A good stress management mechanism is to: avoid the stressor if it can be, if it can’t be avoided, can be altered, if it can’t be altered can you adapt to it? If all other ‘A’s are not possible, then simply accept it.


  • Learn how to say “NO”– Know your limits and stick to them. Whether in your personal or professional life, taking on more than you can handle is a surefire recipe for stress.
  • Avoid people who stress you out– If someone consistently causes stress in your life, limit the amount of time you spend with that person, or end the relationship.
  • Take control of your environment– If the evening news makes you anxious, turn off the TV. If traffic makes you tense, take a longer but less-traveled route.


  • Express your feelings instead of bottling them up. If something or someone is bothering you, be more assertive and communicate your concerns in an open and respectful way. If you don’t voice your feelings, resentment will build and the stress will increase.
  • Be willing to compromise. When you ask someone to change their behavior, be willing to do the same. If you both are willing to bend at least a little, you’ll have a good chance of finding a happy middle ground.
  • Manage your priorities better. Poor priority management can cause a lot of stress. But if you plan ahead and make sure you don’t overextend yourself, you’ll find it easier to stay calm and focused. Put the most important thing first, always.


  • Reframe problems. Try to view stressful situations from a more positive perspective. Never view yourself as the victim.
  • Look at the big picture. Ask yourself how important it will be in the long run. Will it matter in a month? A year? Is it really worth getting upset over? If the answer is no, focus your time and energy elsewhere.
  • Adjust your standards. Perfectionism is a major source of avoidable stress. Stop setting yourself up for failure by demanding perfection.


  • Don’t try to control the uncontrollable. Many things in life are beyond our control (death of loved one, the behavior of other people). Rather than stressing out over them, focus on the things you can control such as the way you choose to react to problems.
  • Look for the upside. When facing major challenges, try to look at them as opportunities for personal growth. Reflect on them and learn from your mistakes. Accept complete responsibility for past mistakes.
  • Learn to forgive. Accept the fact that we live in an imperfect world and that people make mistakes. Let go of anger and resentments and yourself from negative energy by forgiving and moving on.


#4 | Nurture Yourself

Don’t get so caught up in the hustle and bustle of life that you forget to take care of your own needs. Nurturing yourself is a necessity, not a luxury.

  • Set aside relaxation time.Include rest and relaxation in your daily schedule. Don’t allow other obligations to encroach. This is your time to take a break from all responsibilities and recharge your batteries.
  • Do something you enjoy every day.Make time for leisure activities that bring you joy.
  • Keep your sense of humor.This includes the ability to laugh at yourself. The act of laughing helps your body fight stress in a number of ways.


#5 | Adopt a Healthy Lifestyle

In addition to regular exercise, there are other healthy lifestyle choices that can increase your resistance to stress.
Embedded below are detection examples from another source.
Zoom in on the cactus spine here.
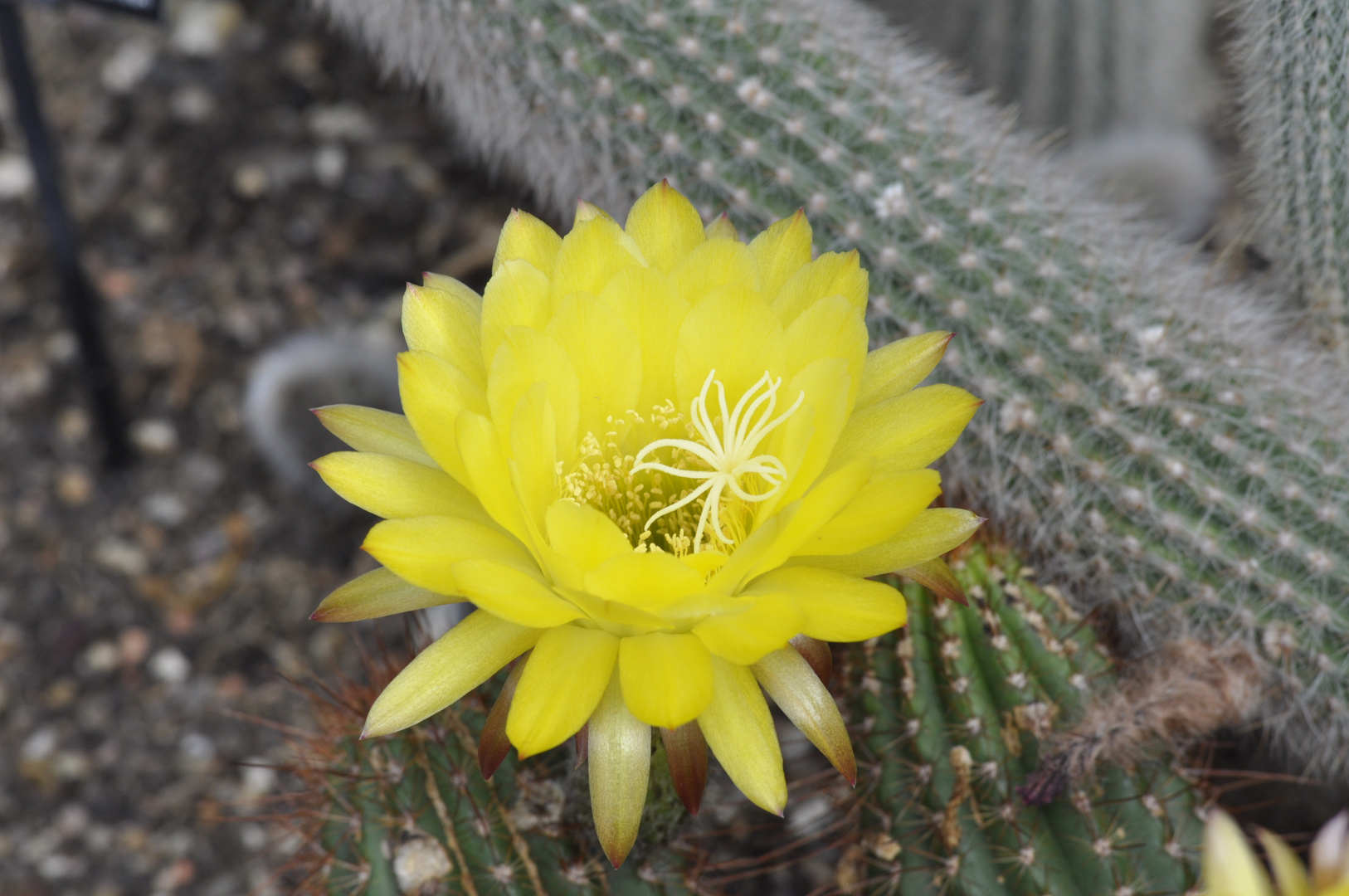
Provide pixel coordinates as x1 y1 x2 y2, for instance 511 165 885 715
842 547 1202 896
1235 0 1349 358
323 0 1349 773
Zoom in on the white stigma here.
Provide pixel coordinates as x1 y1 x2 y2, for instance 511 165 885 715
633 370 806 553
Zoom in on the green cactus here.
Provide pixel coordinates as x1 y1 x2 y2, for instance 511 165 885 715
1233 0 1349 358
870 0 1217 140
842 547 1203 896
319 0 1349 775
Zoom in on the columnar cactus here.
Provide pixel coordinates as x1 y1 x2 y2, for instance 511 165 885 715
871 0 1217 139
840 547 1202 896
1235 0 1349 358
321 0 1349 773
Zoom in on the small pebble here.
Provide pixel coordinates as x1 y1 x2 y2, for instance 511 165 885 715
93 537 149 577
131 420 178 455
149 646 192 684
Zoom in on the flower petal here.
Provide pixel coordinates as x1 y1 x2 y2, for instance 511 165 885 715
701 655 787 815
362 610 543 737
618 633 713 728
750 211 813 302
796 470 942 554
773 250 870 327
694 597 806 665
398 353 487 486
309 567 463 622
587 670 651 868
310 450 494 525
481 261 553 373
314 405 437 467
452 560 582 626
1203 808 1274 896
487 327 580 460
791 508 983 577
403 280 487 388
548 294 641 437
752 648 857 786
489 209 562 276
670 236 759 305
745 567 908 641
674 284 795 411
506 625 618 758
830 383 983 472
601 267 689 417
362 517 539 594
857 329 955 407
545 498 633 572
552 216 645 309
623 181 707 274
586 549 703 612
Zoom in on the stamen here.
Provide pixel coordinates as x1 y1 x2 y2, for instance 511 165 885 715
631 370 806 553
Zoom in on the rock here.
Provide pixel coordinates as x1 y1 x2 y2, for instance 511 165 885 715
93 537 149 577
149 646 192 685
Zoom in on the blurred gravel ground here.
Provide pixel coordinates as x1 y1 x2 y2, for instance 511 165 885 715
0 0 528 896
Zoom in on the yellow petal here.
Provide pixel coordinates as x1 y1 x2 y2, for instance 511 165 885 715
487 327 580 460
1203 808 1274 896
489 209 562 276
623 181 707 274
552 217 644 309
705 212 741 241
509 383 558 531
587 670 651 868
403 276 487 388
791 508 983 577
745 567 908 641
362 517 539 594
362 610 543 737
670 237 759 305
701 655 787 815
694 597 806 665
674 285 795 413
314 405 437 467
586 549 703 611
857 329 955 407
787 295 870 391
763 358 853 511
506 625 618 758
750 211 811 302
452 560 582 629
547 498 633 571
310 450 491 523
796 470 942 554
752 648 857 784
309 567 463 622
1257 830 1314 896
455 410 533 545
773 250 870 327
601 267 689 417
618 633 713 728
548 292 641 437
398 353 487 486
481 261 553 373
830 385 983 472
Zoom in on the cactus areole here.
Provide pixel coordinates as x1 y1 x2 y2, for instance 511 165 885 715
314 183 981 865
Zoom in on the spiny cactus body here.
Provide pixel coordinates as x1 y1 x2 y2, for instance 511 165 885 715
1233 0 1349 358
871 0 1217 140
842 548 1203 896
323 0 1349 773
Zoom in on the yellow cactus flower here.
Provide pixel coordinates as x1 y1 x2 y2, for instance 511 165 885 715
314 183 982 866
1203 810 1349 896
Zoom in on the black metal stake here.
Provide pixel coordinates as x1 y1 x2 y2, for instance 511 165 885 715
0 0 132 467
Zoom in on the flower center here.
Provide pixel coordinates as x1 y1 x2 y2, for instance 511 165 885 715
631 370 806 553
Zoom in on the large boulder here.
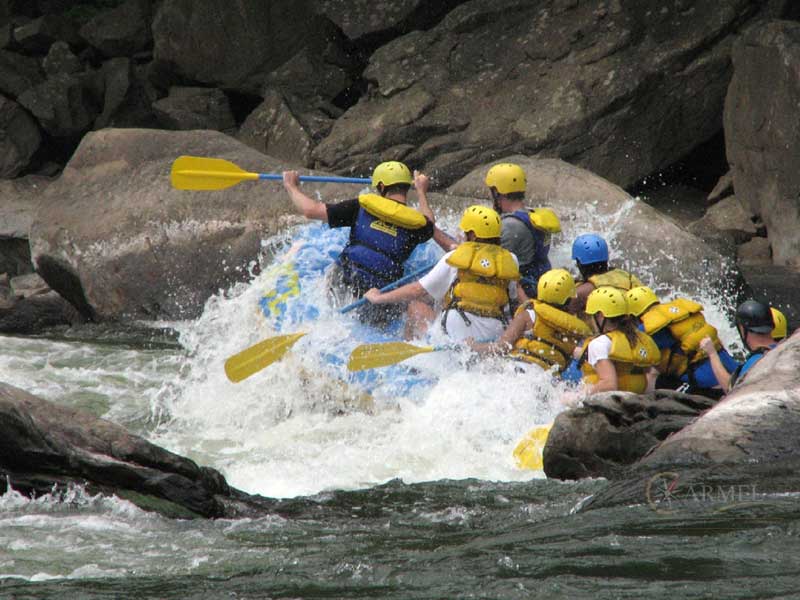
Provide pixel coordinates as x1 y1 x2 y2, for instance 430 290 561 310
152 0 311 93
0 383 266 518
448 156 739 297
315 0 785 186
543 390 716 479
588 335 800 507
31 129 360 319
725 21 800 266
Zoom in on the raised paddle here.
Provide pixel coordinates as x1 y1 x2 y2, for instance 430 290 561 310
225 333 305 383
170 156 371 190
339 263 436 314
225 263 436 383
514 423 553 471
347 342 462 371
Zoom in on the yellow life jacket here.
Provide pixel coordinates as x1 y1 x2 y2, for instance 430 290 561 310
510 300 592 371
581 331 661 394
358 194 427 229
639 298 722 376
588 269 642 291
444 242 519 319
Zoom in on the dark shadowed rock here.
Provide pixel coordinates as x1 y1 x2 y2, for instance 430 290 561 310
0 50 44 98
80 0 153 57
42 42 81 75
236 91 314 166
315 0 780 186
543 390 715 479
315 0 424 40
0 383 276 518
153 0 310 93
725 21 800 265
14 14 81 54
448 156 740 297
18 74 100 137
153 87 236 131
688 196 757 244
94 58 131 129
31 129 353 319
0 96 42 178
587 336 800 508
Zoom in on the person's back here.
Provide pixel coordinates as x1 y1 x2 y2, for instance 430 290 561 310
569 233 642 317
485 163 561 298
625 286 736 398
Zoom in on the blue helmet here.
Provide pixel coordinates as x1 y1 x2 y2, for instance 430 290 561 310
572 233 608 265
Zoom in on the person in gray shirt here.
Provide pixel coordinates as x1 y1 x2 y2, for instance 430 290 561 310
486 163 561 301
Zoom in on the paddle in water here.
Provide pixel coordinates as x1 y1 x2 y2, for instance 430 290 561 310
225 333 305 383
170 156 371 191
514 423 553 471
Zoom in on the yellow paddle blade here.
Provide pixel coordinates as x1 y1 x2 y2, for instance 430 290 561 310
514 423 553 471
347 342 436 371
225 333 305 383
170 156 258 190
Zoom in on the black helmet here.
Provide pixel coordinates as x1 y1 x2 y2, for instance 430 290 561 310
736 300 775 333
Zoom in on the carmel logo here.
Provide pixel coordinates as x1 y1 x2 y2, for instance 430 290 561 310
645 471 758 515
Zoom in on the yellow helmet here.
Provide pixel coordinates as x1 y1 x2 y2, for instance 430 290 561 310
769 306 788 340
372 160 414 188
625 285 660 317
458 204 503 240
486 163 527 194
536 269 577 306
586 285 628 319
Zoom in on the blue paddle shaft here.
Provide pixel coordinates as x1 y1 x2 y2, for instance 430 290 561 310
258 173 372 184
339 263 436 314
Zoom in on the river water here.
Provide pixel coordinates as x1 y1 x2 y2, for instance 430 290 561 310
0 214 800 598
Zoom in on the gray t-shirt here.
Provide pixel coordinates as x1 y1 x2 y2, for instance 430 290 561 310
500 213 537 265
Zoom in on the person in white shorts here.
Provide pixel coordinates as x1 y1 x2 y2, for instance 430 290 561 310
364 205 519 341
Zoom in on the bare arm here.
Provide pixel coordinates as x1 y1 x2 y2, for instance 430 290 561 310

  • Eat a healthy diet. Well-nourished bodies are better prepared to cope with stress, so be mindful of what you eating habits, especially when stressed.
  • Avoid/reduce caffeine, sugar, alcohol, cigarettes, and drugs. Self-medicating with alcohol, caffeine, sugars or drugs may provide an easy escape from stress, but the relief is only a temporary ‘high’. Don’t avoid or mask the issue at hand. Deal with them head on and with a clear mind.
  • Get enough sleep. Adequate sleep fuels your mind, as well as your body. Feeling tired will increase your stress because it may cause you to think irrationally.